Oleh: Moh. Fathor Rois *)
Umat Islam bersiap menyambut bulan suci Ramadan 1447 Hijriah. Pertanyaan yang mulai banyak diajukan masyarakat adalah: kapan mulai puasa Ramadan 2026?
Secara historis, kewajiban puasa Ramadan telah ditetapkan oleh Allah Swt. sejak tahun 2 Hijriah pada masa Nabi Muhammad. Sejak saat itu, ibadah puasa menjadi salah satu rukun Islam yang wajib dilaksanakan oleh setiap Muslim yang memenuhi syarat.
Dalam beberapa riwayat yang dijelaskan dalam kitab Syarah Tirmizi, disebutkan bahwa Rasulullah saw. melaksanakan puasa Ramadan sebanyak sembilan kali sepanjang hidup beliau setelah hijrah. Mayoritas Ramadan yang beliau jalani berjumlah 29 hari (naqis), dan hanya satu atau beberapa kali saja yang berjumlah 30 hari (kamil). Riwayat ini sekaligus menjadi koreksi terhadap praktik hisab ‘urfi yang masih digunakan sebagian kalangan, yang menetapkan bahwa bulan Ramadan selalu berjumlah 30 hari setiap tahun.

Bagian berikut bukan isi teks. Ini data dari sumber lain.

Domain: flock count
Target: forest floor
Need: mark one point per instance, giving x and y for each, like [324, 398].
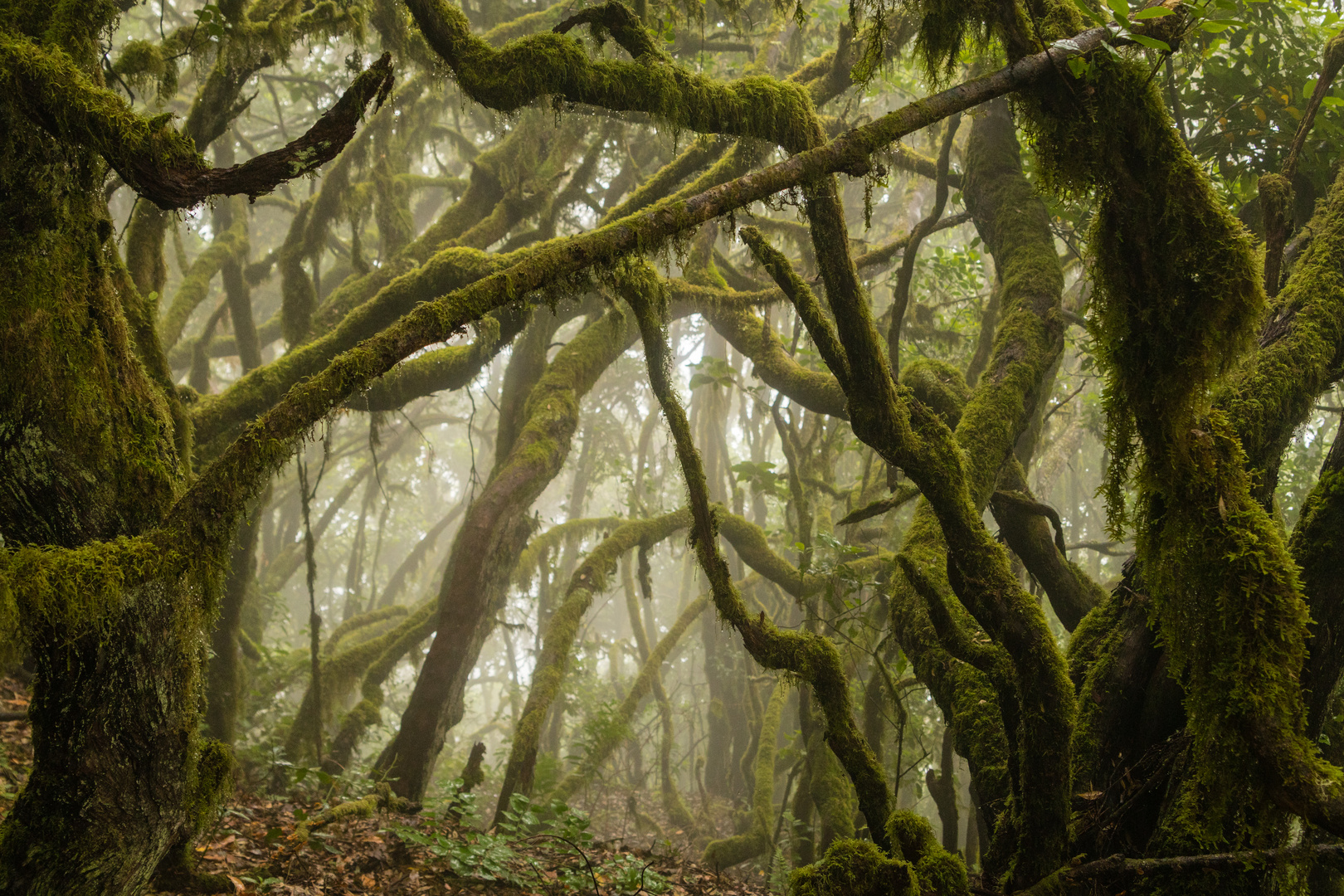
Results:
[253, 845]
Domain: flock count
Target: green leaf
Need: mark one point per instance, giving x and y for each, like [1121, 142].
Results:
[1152, 43]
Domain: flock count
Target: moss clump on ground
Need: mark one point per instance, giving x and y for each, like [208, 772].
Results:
[855, 868]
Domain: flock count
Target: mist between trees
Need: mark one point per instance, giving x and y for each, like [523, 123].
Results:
[878, 448]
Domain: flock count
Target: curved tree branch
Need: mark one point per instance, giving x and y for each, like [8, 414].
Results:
[155, 160]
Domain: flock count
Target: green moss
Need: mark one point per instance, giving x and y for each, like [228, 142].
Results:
[548, 63]
[734, 850]
[1274, 390]
[589, 579]
[644, 683]
[855, 868]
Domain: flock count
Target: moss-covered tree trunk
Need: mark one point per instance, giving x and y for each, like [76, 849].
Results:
[88, 455]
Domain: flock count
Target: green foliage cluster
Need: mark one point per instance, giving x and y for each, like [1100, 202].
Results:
[496, 855]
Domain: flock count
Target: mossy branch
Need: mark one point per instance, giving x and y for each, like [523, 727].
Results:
[734, 850]
[640, 688]
[155, 160]
[802, 653]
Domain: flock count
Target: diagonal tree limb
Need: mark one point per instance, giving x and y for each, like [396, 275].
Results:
[151, 156]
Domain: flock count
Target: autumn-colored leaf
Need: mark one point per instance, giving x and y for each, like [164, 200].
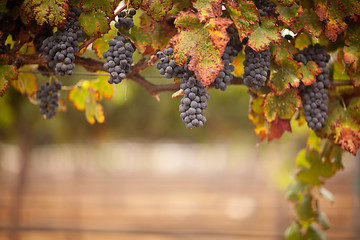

Rasulullah saw. telah menetapkan cara yang sederhana dalam menentukan awal Ramadan, yakni dengan rukyatul hilal (melihat bulan sabit). Apabila hilal terlihat saat matahari terbenam pada malam tanggal 30 Sya’ban, maka malam itu dihitung sebagai malam pertama Ramadan. Namun jika hilal tidak terlihat, maka bulan Sya’ban digenapkan menjadi 30 hari, dan Ramadan dimulai keesokan harinya.
Meski rukyat menjadi dasar utama, perkembangan ilmu astronomi menghadirkan metode hisab untuk membantu menentukan posisi hilal. Melalui perhitungan astronomis, dapat diketahui apakah hilal sudah berada di atas ufuk atau masih di bawahnya, termasuk tinggi dan azimutnya. Hisab berfungsi sebagai alat bantu untuk mengarahkan pandangan saat rukyat dilakukan.
Berdasarkan data astronomis, ijtima’ akhir Sya’ban 1447 H terjadi pada Selasa Kliwon, 17 Februari 2026 pukul 19.04 WIB. Namun pada saat matahari terbenam di seluruh wilayah Indonesia—dari Merauke hingga Sabang—posisi hilal masih berada di bawah ufuk.
Khusus untuk wilayah Sumenep, matahari terbenam pada pukul 17.48 WIB dengan tinggi hilal -01° 18’ dan azimut 256° 43’. Dengan posisi hilal yang masih minus (di bawah ufuk), maka secara hisab diperkirakan 1 Ramadan 1447 H jatuh pada Kamis Pahing, 19 Februari 2026.
Meski demikian, data hisab tersebut secara hukum masih bersifat perkiraan. Kepastian awal Ramadan tetap menunggu hasil sidang isbat yang akan digelar pemerintah melalui Kementerian Agama Republik Indonesia pada malam Rabu, 17 Februari 2026 sekitar pukul 19.00 WIB.
Menyambut Ramadan bukan sekadar menanti tanggal dimulainya puasa, tetapi juga mempersiapkan hati dan amal. Beberapa pesan penting yang dapat menjadi pengingat bersama:
- Persiapkan niat dan hati untuk beribadah dengan penuh keikhlasan.
- Perbanyak taubat dan istighfar, karena Ramadan adalah bulan ampunan.
- Tingkatkan kualitas ibadah, baik puasa, salat tarawih, tilawah Al-Qur’an, maupun sedekah.
- Jaga persatuan umat, terutama dalam menyikapi perbedaan metode penentuan awal Ramadan.
- Didik keluarga menyambut Ramadan dengan gembira, menjadikannya momentum pendidikan iman dan akhlak.
Semoga Ramadan 1447 H menjadi momentum perbaikan diri, penguatan ukhuwah, dan peningkatan ketakwaan bagi seluruh umat Islam.